The Argus domestic US HRC index was assessed $12.25/st lower at $862/st ex-works Midwest today, based on six deals and indications from buy and sell-side sources.

Some mills with less contract exposure have been competing to take business from fourth-quarter deals done at index minus $20-40/st. This has upped spot availability somewhat, but liquidity remains low, with buyers not wanting to build inventories or throw money at a falling market. Service centres have been trying to work through volumes, rather than buy more, while tubers and their distributors have also gone quieter. Compressed margins headed into the fourth quarter meant buyers did not want to be holding high-priced inventory.

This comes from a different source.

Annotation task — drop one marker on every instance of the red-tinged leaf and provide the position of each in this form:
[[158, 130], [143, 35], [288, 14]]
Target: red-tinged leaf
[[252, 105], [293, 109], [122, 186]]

"Are you really going to build inventory in such a high priced environment?", one trader asked. "I am hesitant to jump in right now as it could be weaker next week," a large buyer in the Midwest added.

Another trader has been selling small quantities out of Houston port at $840/st. "People send an inquiry for four coils, and we say what can we do to get you to take eight? They will not take eight," he said, further underlining the hand-to-mouth purchasing attitude.

Mexican mills were reportedly aggressive into the south-west and one buyer reported seeing 1,000t of HRC out of Germany at $770/st DDP. He said he purchased 150t at $840/st from a mini-mill in the Indiana region, but admitted this was the lowest level in the market from established sellers.

Some buyers said material offered out of a newly restarted Ohio mill were also having something of a negative impact, although it has a limited range of sizes.

Bearishness was the order of the day, with more sources agreeing the market had come off. Nevertheless, there was a belief among some things could snap back once those mills chasing tonnes get large orders from big buyers. "A couple of big cows will do some buying and the herd will follow. With fundamentals and imports fairly well bottled up, [I] just don't see another drop as likely," a trader said. He believed the impact of lower import arrivals had not truly manifested in the marketplace as of yet. But nobody knew where the perceived nadir might be.

A big seller agreed that buying would come back strongly once inventories have been whittled down over the next six weeks.

Given the high utilisation rates at mini-mills in recent months, and the fact people seemed reluctant to commit to large imported tonnages, an east coast buyer thought the market could tighten up once buyers return. "Usually the minis flex up and provide extra supply. [Without that] we could have a supply squeeze," he said.

Another buyer said potential labor issues, with a strike ballot at US Steel, could spark some panic buying. Most seemed to be dismissing industrial action as there has not been any for around the last 30 years. "You cannot take the profits they have and then play poor-boy at union talks," the buyer said.

Few buyers had received 2019 contractual offers from mills, but there was some discussion about what the wider pricing mechanism could look like next year. One buyer said a big service centre might look to move some of its contractual tonnage towards a spot basis as it was unhappy with the index-linking arrangement. At the same time, mills with more spot exposure would have profited more handsomely than contractual sellers over periods this year — although those mills with less contract business have had to be the most aggressive in the falling market to try and fill rolling programmes.

Some sources also concurred there would be more inclination to reduce import offtake next year and opt for domestic tonnage, in the knowledge the steel is more likely to arrive and has less chance of facing policy disruption. The sudden increase in Turkey's duty to 50pc has been a headache for the market, a blow to importers left having to pay the extra tax, and has done little to whet import appetite.